James here - why does Paul get to have all the fun?? Where has James been? Funny you should ask...
A bout of freak headaches and neck pain sent me to the ER at New York Presbyterian hospital where I was diagnosed with Spontaneous Intracranial Hypotension from a CSF leak somewhere in my spine. Five nights in the hospital, multiple MRIs, and two blood patches later, I got sent home for the week to lay flat and let this thing heal. With any luck, I’ll meet back up with Paul in Cleveland for our last week and get to Atrium later in the year. Don’t worry - I’ll blog then too!
Just like I tell my patients, it can always be worse...
What a great week in NYC. Lots if patients lots of cases! I Can't believe we are halfway done with the fellowship. Great last day at HSS! Bilateral high tibial osteotomies, a distal femoral osteotomy, a TSF for an HTI, precise nail for lengthening, frame removal and contracture release, not mention some peroneal releases! Fun times with Dr. Rozbruch and Dr. Fragomen! But, all times must come to an end...next stop is Charlotte with Dr. Hsu!

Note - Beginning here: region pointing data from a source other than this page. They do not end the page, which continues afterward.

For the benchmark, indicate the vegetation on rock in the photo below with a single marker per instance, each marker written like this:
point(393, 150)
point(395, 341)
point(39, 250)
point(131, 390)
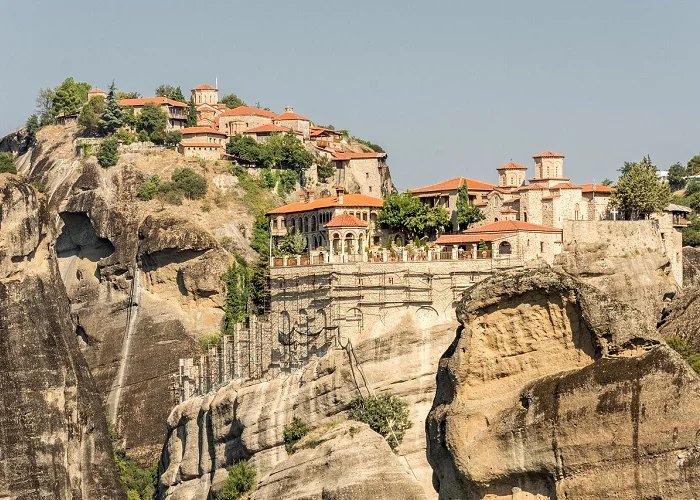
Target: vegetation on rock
point(293, 432)
point(108, 156)
point(240, 480)
point(386, 414)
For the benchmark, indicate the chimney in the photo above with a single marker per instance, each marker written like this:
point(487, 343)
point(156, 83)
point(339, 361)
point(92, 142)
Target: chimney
point(339, 190)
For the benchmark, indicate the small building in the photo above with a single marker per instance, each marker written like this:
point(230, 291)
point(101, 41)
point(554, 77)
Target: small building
point(294, 121)
point(237, 120)
point(444, 194)
point(364, 173)
point(205, 94)
point(175, 110)
point(318, 221)
point(513, 240)
point(263, 132)
point(97, 92)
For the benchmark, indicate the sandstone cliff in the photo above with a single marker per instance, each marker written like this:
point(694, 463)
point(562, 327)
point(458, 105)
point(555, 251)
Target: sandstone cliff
point(552, 389)
point(209, 433)
point(53, 434)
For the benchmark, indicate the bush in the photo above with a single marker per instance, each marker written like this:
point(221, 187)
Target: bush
point(293, 432)
point(385, 414)
point(7, 163)
point(108, 156)
point(241, 479)
point(193, 185)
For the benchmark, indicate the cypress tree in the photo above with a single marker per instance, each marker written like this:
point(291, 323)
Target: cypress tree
point(112, 117)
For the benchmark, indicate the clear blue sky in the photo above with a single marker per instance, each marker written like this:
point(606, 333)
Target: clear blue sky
point(446, 87)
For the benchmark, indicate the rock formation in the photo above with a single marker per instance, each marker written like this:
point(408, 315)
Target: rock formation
point(209, 433)
point(552, 389)
point(53, 434)
point(346, 462)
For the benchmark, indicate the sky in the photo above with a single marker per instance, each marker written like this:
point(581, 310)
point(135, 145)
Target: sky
point(447, 88)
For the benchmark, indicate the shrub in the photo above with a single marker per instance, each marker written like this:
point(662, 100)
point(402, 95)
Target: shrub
point(385, 414)
point(193, 185)
point(149, 188)
point(7, 163)
point(293, 432)
point(108, 156)
point(241, 479)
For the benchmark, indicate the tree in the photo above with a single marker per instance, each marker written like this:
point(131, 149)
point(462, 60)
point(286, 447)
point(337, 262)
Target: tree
point(153, 121)
point(467, 214)
point(191, 114)
point(112, 117)
point(44, 106)
point(172, 138)
point(293, 243)
point(639, 190)
point(232, 101)
point(32, 127)
point(7, 163)
point(676, 176)
point(411, 216)
point(108, 156)
point(694, 165)
point(90, 116)
point(174, 93)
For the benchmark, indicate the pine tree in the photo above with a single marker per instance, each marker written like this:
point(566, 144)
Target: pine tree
point(191, 114)
point(112, 118)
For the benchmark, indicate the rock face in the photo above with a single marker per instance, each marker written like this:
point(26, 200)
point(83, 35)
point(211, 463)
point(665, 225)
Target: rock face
point(209, 433)
point(53, 434)
point(553, 389)
point(691, 266)
point(346, 462)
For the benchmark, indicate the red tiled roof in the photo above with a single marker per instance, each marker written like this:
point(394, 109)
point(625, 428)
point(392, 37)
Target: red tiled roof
point(512, 166)
point(200, 130)
point(565, 185)
point(247, 110)
point(156, 100)
point(204, 86)
point(598, 188)
point(345, 220)
point(456, 239)
point(548, 154)
point(454, 184)
point(349, 200)
point(201, 145)
point(338, 155)
point(291, 116)
point(509, 226)
point(267, 128)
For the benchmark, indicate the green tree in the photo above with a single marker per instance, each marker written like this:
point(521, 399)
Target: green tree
point(240, 480)
point(467, 214)
point(639, 190)
point(32, 127)
point(191, 114)
point(676, 174)
point(232, 101)
point(7, 163)
point(153, 121)
point(70, 96)
point(694, 165)
point(108, 156)
point(90, 116)
point(112, 117)
point(174, 93)
point(293, 243)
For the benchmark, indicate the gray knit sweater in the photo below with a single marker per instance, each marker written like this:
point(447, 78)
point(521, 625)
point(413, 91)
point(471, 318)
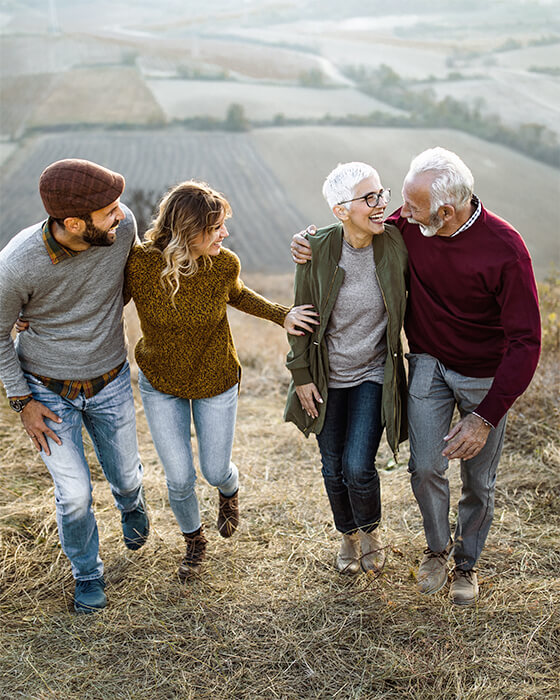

After a great day with Dr. Rozbruch, Dr. Fragomen decided to turn it up a notch with some complex foot/ankle reconstructions and limb lengthening nails. A true visit isn't complete until we got to see the outcome of these complex patients in clinic. The number of success stories for these patients is incredible! In clinic we went through preoperative planning and post operative management for some involved deformities and reconstructions...for instance, an 18cm cable bone transport into a knee fusion...talk about a head spin! To top it all off, we went to dinner and enjoyed some good food and stories of some interesting experiences! For me (Paul) this was a very special visit, because my interest in deformity started as a medical student, spending the summer with Dr. Rozbruch and Dr. Fragomen...and now I have come full circle visiting as an attending back to where it all started!